De minotaurus sleepte Tas mee naar Arack en eiste het recht op hem open te snijden en zijn bloed te drinken. Onder andere omstandigheden zou de dwerg daar wellicht mee hebben ingestemd – zelf had hij namelijk ook weinig op met kenders – maar hij moest denken aan het gesprek dat hij met Quarath had gehad, kort na de aanschaf van de twee slaven. Om de een of andere reden wilde de hoogste kerkautoriteit in het land de verzekering dat deze twee niets zou overkomen. Daarom had Arack het verzoek van de minotaurus afgewezen, maar hij had hem gecompenseerd met een wild everzwijn dat hij mocht afslachten. Daarna nam Arack Tas terzijde, gaf hem een paar flinke tikken in zijn gezicht en gaf hem ten slotte toestemming de arena te verlaten en de stad te verkennen, zolang de kender beloofde ’s avonds terug te komen.

Tas, die toch al een paar keer de arena uit was geglipt, was hier opgetogen over, en hij beloonde de dwerg voor zijn vriendelijkheid door allerlei kleinigheidjes voor hem mee te nemen die hij wellicht mooi zou vinden. Arack waardeerde die aandacht, en toen hij Tas erop betrapte dat hij een pasteitje voor Caramon wilde meesmokkelen, gaf hij de kender alleen maar een pak slaag met een stok in plaats van met de zweep, zoals hij anders zou hebben gedaan.

Zo kon Tas in Istar min of meer gaan en staan waar hij wilde, en hij leerde algauw de stadswachten te ontwijken, die een alleszins onredelijke afkeer hadden van kenders. Zo kwam het dat Tas zelfs de tempel binnen kon komen.

In beslag genomen als hij was door zijn training, zijn dieet en andere problemen, had Caramon zijn echte doel geen moment uit het oog verloren. Hij had een kil, kort bericht ontvangen van vrouwe Crysania, dus hij wist dat met haar alles in orde was. Maar daar bleef het bij. Van Raistlin was geen spoor te ontdekken.
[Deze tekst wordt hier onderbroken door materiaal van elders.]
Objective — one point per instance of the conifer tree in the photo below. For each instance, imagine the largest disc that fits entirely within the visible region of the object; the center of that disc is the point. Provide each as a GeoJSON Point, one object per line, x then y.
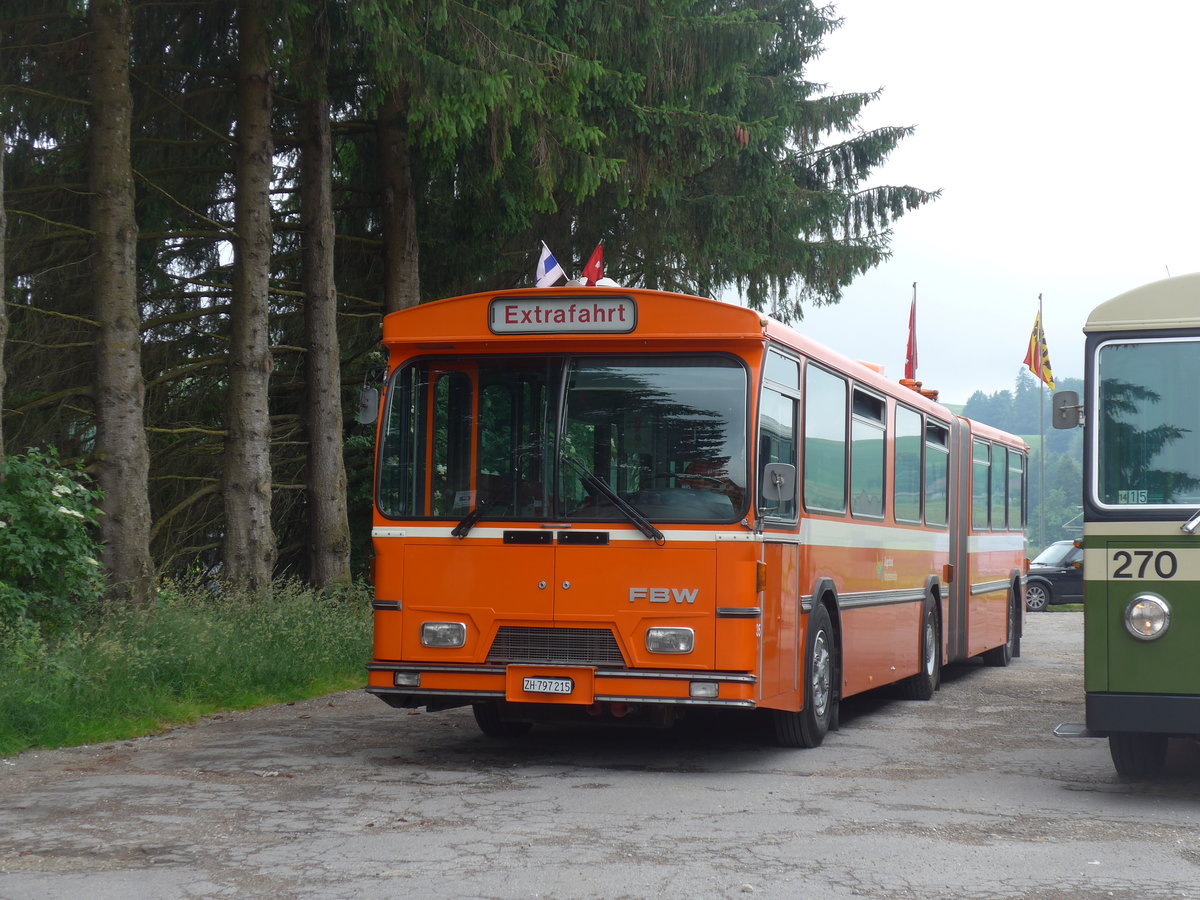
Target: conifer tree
{"type": "Point", "coordinates": [329, 529]}
{"type": "Point", "coordinates": [123, 459]}
{"type": "Point", "coordinates": [249, 534]}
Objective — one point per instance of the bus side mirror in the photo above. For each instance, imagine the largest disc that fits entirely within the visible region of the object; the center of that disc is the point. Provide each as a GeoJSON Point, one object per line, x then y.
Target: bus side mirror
{"type": "Point", "coordinates": [778, 483]}
{"type": "Point", "coordinates": [369, 406]}
{"type": "Point", "coordinates": [1066, 409]}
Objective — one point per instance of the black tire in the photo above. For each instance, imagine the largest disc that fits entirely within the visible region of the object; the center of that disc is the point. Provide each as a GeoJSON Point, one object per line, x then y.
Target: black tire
{"type": "Point", "coordinates": [495, 725]}
{"type": "Point", "coordinates": [1138, 756]}
{"type": "Point", "coordinates": [808, 727]}
{"type": "Point", "coordinates": [1002, 655]}
{"type": "Point", "coordinates": [925, 683]}
{"type": "Point", "coordinates": [1037, 595]}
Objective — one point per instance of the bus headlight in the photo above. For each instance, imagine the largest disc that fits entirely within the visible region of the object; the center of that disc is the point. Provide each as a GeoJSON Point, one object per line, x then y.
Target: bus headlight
{"type": "Point", "coordinates": [1147, 617]}
{"type": "Point", "coordinates": [670, 640]}
{"type": "Point", "coordinates": [443, 634]}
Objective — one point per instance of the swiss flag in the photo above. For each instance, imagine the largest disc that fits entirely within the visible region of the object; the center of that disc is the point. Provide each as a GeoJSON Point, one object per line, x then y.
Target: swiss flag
{"type": "Point", "coordinates": [594, 270]}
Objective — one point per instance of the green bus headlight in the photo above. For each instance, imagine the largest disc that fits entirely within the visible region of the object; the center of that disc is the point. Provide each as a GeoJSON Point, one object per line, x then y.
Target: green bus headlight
{"type": "Point", "coordinates": [1147, 617]}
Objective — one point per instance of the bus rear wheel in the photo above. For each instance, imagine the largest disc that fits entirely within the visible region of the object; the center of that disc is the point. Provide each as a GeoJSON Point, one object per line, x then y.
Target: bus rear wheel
{"type": "Point", "coordinates": [808, 727]}
{"type": "Point", "coordinates": [1003, 654]}
{"type": "Point", "coordinates": [1135, 755]}
{"type": "Point", "coordinates": [929, 677]}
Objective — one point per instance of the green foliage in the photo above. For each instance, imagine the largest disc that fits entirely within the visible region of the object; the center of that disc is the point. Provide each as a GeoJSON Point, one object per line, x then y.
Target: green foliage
{"type": "Point", "coordinates": [137, 671]}
{"type": "Point", "coordinates": [49, 569]}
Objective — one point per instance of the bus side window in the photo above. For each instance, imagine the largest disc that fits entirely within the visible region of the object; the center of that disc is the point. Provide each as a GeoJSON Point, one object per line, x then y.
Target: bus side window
{"type": "Point", "coordinates": [868, 435]}
{"type": "Point", "coordinates": [981, 465]}
{"type": "Point", "coordinates": [907, 475]}
{"type": "Point", "coordinates": [777, 443]}
{"type": "Point", "coordinates": [825, 441]}
{"type": "Point", "coordinates": [937, 469]}
{"type": "Point", "coordinates": [1015, 489]}
{"type": "Point", "coordinates": [999, 487]}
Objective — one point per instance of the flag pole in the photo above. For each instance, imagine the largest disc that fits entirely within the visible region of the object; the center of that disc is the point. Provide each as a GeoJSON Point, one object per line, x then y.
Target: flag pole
{"type": "Point", "coordinates": [1042, 429]}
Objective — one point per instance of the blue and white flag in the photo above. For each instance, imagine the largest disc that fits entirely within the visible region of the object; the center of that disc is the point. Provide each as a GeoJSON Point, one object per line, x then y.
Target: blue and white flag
{"type": "Point", "coordinates": [549, 270]}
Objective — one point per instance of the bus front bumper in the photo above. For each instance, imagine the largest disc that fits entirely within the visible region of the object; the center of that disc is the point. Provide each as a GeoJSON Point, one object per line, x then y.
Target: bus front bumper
{"type": "Point", "coordinates": [1146, 713]}
{"type": "Point", "coordinates": [444, 687]}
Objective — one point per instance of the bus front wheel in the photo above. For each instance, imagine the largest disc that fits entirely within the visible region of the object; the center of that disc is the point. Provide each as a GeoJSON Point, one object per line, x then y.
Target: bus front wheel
{"type": "Point", "coordinates": [809, 726]}
{"type": "Point", "coordinates": [1135, 755]}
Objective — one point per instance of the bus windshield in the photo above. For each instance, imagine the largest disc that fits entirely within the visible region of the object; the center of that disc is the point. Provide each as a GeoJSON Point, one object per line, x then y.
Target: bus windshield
{"type": "Point", "coordinates": [492, 436]}
{"type": "Point", "coordinates": [1147, 424]}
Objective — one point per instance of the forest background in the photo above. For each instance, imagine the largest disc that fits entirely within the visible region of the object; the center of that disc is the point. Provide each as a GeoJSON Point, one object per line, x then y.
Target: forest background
{"type": "Point", "coordinates": [211, 203]}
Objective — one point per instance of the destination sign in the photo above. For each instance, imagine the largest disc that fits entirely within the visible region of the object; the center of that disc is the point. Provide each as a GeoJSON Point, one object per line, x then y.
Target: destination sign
{"type": "Point", "coordinates": [562, 315]}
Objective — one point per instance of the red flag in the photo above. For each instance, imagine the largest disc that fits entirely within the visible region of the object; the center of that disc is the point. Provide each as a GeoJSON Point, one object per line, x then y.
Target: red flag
{"type": "Point", "coordinates": [910, 360]}
{"type": "Point", "coordinates": [594, 270]}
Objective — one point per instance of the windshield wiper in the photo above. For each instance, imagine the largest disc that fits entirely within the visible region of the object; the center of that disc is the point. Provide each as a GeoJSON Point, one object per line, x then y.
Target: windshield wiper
{"type": "Point", "coordinates": [630, 511]}
{"type": "Point", "coordinates": [466, 525]}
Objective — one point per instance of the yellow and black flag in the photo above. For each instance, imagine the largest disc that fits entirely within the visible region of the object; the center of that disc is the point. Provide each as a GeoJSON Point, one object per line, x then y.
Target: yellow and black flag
{"type": "Point", "coordinates": [1037, 358]}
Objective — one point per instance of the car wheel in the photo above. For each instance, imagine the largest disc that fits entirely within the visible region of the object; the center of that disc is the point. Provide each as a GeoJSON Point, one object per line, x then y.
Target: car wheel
{"type": "Point", "coordinates": [1037, 597]}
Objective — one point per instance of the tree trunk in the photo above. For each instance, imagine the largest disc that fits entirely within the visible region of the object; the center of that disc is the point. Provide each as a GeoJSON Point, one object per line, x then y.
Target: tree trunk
{"type": "Point", "coordinates": [4, 305]}
{"type": "Point", "coordinates": [123, 457]}
{"type": "Point", "coordinates": [401, 280]}
{"type": "Point", "coordinates": [249, 539]}
{"type": "Point", "coordinates": [329, 527]}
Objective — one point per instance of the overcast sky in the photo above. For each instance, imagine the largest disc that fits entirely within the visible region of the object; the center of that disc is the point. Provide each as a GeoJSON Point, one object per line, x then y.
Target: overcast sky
{"type": "Point", "coordinates": [1066, 139]}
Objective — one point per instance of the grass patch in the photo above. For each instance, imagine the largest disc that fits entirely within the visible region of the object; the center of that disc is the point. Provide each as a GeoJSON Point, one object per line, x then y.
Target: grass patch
{"type": "Point", "coordinates": [135, 672]}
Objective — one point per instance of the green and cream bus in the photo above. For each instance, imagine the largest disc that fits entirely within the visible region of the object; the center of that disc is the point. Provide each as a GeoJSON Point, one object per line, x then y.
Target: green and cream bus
{"type": "Point", "coordinates": [1141, 520]}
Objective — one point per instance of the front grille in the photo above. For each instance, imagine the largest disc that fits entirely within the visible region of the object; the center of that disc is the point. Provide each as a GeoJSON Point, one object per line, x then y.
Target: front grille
{"type": "Point", "coordinates": [556, 646]}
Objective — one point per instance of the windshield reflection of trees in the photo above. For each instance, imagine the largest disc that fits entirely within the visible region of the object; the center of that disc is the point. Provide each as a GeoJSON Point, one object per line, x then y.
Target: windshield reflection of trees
{"type": "Point", "coordinates": [1126, 451]}
{"type": "Point", "coordinates": [633, 427]}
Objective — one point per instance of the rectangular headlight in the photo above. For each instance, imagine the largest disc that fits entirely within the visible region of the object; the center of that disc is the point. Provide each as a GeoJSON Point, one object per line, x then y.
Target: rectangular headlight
{"type": "Point", "coordinates": [443, 634]}
{"type": "Point", "coordinates": [670, 640]}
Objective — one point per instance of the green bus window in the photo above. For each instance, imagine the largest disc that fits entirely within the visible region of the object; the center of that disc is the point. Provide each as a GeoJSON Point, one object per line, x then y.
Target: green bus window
{"type": "Point", "coordinates": [867, 433]}
{"type": "Point", "coordinates": [1015, 489]}
{"type": "Point", "coordinates": [777, 443]}
{"type": "Point", "coordinates": [981, 465]}
{"type": "Point", "coordinates": [907, 466]}
{"type": "Point", "coordinates": [999, 487]}
{"type": "Point", "coordinates": [937, 468]}
{"type": "Point", "coordinates": [825, 441]}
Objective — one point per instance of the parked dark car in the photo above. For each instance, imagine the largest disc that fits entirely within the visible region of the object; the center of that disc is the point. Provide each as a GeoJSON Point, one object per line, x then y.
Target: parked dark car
{"type": "Point", "coordinates": [1056, 576]}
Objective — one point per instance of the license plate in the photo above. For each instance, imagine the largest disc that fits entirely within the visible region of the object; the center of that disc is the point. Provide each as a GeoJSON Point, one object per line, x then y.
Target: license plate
{"type": "Point", "coordinates": [549, 685]}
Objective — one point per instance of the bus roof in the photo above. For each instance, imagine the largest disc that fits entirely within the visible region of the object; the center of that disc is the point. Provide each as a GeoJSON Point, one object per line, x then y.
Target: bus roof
{"type": "Point", "coordinates": [655, 315]}
{"type": "Point", "coordinates": [1170, 303]}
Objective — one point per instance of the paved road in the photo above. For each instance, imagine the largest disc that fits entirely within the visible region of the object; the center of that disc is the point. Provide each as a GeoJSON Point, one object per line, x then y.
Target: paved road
{"type": "Point", "coordinates": [966, 796]}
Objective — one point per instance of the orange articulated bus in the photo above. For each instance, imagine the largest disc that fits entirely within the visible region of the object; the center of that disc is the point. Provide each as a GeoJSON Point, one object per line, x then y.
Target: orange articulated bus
{"type": "Point", "coordinates": [613, 503]}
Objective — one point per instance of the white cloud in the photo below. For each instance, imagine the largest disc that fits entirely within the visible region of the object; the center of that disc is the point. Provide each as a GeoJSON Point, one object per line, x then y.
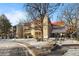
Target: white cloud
{"type": "Point", "coordinates": [15, 17]}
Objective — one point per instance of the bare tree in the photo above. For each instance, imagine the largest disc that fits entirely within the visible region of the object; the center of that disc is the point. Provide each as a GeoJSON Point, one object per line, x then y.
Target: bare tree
{"type": "Point", "coordinates": [39, 10]}
{"type": "Point", "coordinates": [71, 16]}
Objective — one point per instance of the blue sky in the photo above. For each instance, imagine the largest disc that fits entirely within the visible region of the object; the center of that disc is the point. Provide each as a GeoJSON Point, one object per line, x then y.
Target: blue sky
{"type": "Point", "coordinates": [13, 11]}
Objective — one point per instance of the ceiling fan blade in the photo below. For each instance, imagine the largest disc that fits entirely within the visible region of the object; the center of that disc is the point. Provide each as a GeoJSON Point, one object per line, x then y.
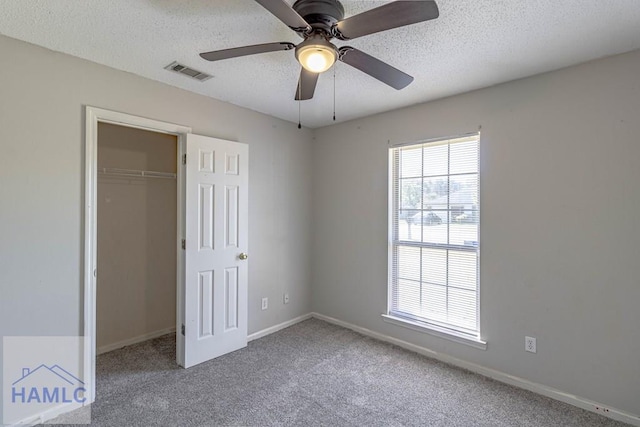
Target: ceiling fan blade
{"type": "Point", "coordinates": [217, 55]}
{"type": "Point", "coordinates": [392, 15]}
{"type": "Point", "coordinates": [286, 14]}
{"type": "Point", "coordinates": [306, 85]}
{"type": "Point", "coordinates": [375, 68]}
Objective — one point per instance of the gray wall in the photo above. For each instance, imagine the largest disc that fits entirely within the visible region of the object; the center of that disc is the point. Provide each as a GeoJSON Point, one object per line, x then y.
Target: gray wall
{"type": "Point", "coordinates": [42, 101]}
{"type": "Point", "coordinates": [559, 153]}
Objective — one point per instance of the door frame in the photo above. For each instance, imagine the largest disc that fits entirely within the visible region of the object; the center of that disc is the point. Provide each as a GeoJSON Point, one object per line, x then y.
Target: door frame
{"type": "Point", "coordinates": [93, 116]}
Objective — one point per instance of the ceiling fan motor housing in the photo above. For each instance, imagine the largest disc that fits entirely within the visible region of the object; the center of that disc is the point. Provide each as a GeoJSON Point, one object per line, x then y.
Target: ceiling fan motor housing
{"type": "Point", "coordinates": [320, 14]}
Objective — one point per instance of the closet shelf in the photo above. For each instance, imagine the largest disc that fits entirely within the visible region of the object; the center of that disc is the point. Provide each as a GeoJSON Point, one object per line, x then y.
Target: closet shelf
{"type": "Point", "coordinates": [135, 173]}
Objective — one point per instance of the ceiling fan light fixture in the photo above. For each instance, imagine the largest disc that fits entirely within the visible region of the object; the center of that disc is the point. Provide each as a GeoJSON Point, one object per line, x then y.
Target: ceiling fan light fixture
{"type": "Point", "coordinates": [316, 54]}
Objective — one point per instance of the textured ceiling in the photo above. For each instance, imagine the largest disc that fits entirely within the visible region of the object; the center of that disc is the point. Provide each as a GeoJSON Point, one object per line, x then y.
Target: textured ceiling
{"type": "Point", "coordinates": [473, 44]}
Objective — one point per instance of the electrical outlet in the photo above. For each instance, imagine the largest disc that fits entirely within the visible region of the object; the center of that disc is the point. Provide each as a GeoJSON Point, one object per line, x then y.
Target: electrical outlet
{"type": "Point", "coordinates": [530, 344]}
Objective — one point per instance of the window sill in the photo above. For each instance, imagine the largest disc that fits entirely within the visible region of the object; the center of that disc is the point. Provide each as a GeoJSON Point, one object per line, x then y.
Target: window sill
{"type": "Point", "coordinates": [435, 331]}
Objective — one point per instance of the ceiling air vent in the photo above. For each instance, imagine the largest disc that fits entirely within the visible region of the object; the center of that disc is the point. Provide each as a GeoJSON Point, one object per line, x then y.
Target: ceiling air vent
{"type": "Point", "coordinates": [183, 69]}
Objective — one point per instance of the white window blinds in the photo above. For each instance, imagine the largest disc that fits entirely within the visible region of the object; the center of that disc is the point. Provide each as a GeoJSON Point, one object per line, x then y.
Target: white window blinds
{"type": "Point", "coordinates": [435, 240]}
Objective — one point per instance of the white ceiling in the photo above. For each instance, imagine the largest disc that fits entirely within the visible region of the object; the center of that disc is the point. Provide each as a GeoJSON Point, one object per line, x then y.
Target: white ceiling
{"type": "Point", "coordinates": [473, 44]}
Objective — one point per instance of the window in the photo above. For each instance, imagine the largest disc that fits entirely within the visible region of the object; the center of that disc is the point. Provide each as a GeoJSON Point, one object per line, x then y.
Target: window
{"type": "Point", "coordinates": [434, 280]}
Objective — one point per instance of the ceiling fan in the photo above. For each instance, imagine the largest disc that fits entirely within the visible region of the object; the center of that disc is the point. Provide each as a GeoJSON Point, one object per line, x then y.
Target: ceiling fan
{"type": "Point", "coordinates": [319, 21]}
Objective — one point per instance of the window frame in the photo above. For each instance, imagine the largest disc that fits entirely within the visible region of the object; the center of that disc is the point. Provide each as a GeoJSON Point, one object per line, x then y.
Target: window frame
{"type": "Point", "coordinates": [432, 327]}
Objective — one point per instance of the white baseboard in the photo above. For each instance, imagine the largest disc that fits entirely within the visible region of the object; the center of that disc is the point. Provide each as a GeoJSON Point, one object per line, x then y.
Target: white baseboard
{"type": "Point", "coordinates": [278, 327]}
{"type": "Point", "coordinates": [553, 393]}
{"type": "Point", "coordinates": [135, 340]}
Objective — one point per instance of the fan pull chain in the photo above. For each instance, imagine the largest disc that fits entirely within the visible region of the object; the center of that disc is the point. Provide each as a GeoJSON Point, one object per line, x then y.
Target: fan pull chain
{"type": "Point", "coordinates": [299, 101]}
{"type": "Point", "coordinates": [334, 92]}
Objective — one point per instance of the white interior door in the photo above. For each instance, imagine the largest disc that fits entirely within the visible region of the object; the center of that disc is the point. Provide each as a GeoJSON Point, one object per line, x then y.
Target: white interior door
{"type": "Point", "coordinates": [216, 218]}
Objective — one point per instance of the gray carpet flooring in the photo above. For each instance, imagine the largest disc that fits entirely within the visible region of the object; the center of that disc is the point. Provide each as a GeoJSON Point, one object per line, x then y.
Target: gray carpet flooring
{"type": "Point", "coordinates": [312, 374]}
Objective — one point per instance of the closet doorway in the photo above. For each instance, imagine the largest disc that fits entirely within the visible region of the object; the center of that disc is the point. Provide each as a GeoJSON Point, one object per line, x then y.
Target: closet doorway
{"type": "Point", "coordinates": [136, 236]}
{"type": "Point", "coordinates": [210, 241]}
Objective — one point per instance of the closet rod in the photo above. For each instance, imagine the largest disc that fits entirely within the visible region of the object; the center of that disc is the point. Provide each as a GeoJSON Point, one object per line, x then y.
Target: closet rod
{"type": "Point", "coordinates": [136, 173]}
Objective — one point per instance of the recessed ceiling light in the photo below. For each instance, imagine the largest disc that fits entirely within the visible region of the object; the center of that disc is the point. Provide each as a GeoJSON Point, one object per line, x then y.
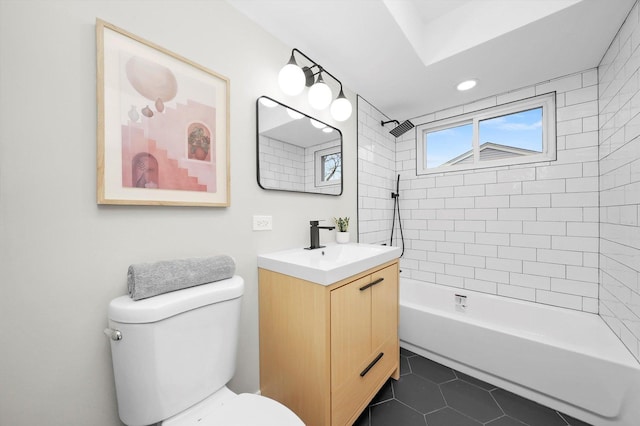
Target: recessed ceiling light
{"type": "Point", "coordinates": [466, 85]}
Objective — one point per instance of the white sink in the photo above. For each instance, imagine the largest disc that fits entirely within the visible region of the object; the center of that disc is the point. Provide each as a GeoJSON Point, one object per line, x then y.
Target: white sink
{"type": "Point", "coordinates": [329, 264]}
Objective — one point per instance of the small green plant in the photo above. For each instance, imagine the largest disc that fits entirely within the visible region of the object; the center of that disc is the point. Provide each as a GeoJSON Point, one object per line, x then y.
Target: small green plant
{"type": "Point", "coordinates": [342, 223]}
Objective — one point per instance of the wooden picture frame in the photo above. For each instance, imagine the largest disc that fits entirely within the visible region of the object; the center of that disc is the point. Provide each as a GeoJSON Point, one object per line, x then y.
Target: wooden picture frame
{"type": "Point", "coordinates": [163, 125]}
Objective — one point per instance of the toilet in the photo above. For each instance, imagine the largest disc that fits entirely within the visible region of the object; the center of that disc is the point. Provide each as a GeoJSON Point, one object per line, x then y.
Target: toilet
{"type": "Point", "coordinates": [173, 355]}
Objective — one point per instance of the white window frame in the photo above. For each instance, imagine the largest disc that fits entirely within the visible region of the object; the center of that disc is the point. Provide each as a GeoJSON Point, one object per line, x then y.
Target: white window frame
{"type": "Point", "coordinates": [318, 166]}
{"type": "Point", "coordinates": [548, 104]}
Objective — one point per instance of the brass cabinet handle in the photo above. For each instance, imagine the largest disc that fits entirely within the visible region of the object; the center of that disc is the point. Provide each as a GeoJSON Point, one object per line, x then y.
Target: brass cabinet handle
{"type": "Point", "coordinates": [370, 366]}
{"type": "Point", "coordinates": [371, 284]}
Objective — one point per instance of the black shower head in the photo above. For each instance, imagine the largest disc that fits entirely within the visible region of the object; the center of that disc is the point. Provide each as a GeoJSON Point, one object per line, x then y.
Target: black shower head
{"type": "Point", "coordinates": [400, 129]}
Aanvankelijk was Caramon bang dat hij zijn broer en Fistandantilus nooit zou vinden, want hij mocht de arena niet verlaten. Maar al snel besefte hij dat Tas veel gemakkelijker op onderzoek uit kon gaan dan hij ooit zou hebben gekund, ook al was hij vrij geweest. Mensen hadden de neiging kenders net zo te behandelen als kinderen: alsof ze er niet waren. En Tas was er nog beter in om zich in de schaduwen te verstoppen, achter een gordijn weg te duiken of stilletjes door gangen te sluipen dan de gemiddelde kender.

Verder was het een voordeel dat de tempel ontzettend groot was en dat het er de hele dag door wemelde van de mensen, zodat een kender gemakkelijk over het hoofd werd gezien, of in het ergste geval op geïrriteerde toon te horen kreeg dat hij uit de weg moest gaan. Het werd hem nog gemakkelijker gemaakt door het feit dat er in de keukens verschillende kenderslaven werkten, en dat er zelfs enkele kenderpriesters waren, die vrij in en uit konden lopen.

Tas zou niets liever hebben gewild dan vragen te stellen over zijn vaderland en vriendschap te sluiten met zijn soortgenoten, vooral met de kenderpriesters, want hij had nooit geweten dat die bestonden. Maar dat durfde hij niet. Caramon had hem op het hart gedrukt niet te veel te kletsen, en voor de verandering nam hij de waarschuwing serieus. Hij vond het zenuwslopend om altijd maar op te moeten passen dat hij niets zei over draken, de Catastrofe of iets anders waardoor iedereen van streek zou raken, dus besloot hij dat het gemakkelijker zou zijn om de verleiding helemaal uit de weg te gaan. Daarom stelde hij zich er tevreden mee om in de tempel rond te neuzen en informatie te verzamelen.

‘Ik heb Crysania gezien,’ vertelde hij op een avond aan Caramon, toen ze na het eten en een potje armpje drukken met Pheragas weer op hun kamer waren. Tas lag op het bed terwijl Caramon in het midden van de kamer oefende met een goedendag en een ketting, omdat Arack wilde dat hij zich ook in het vechten met andere wapens dan het zwaard bekwaamde. Omdat hij al snel besefte dat Caramon nog veel moest oefenen, kroop Tas naar het verste hoekje van zijn bed, ruim buiten het bereik van de wildere uithalen van de krijger.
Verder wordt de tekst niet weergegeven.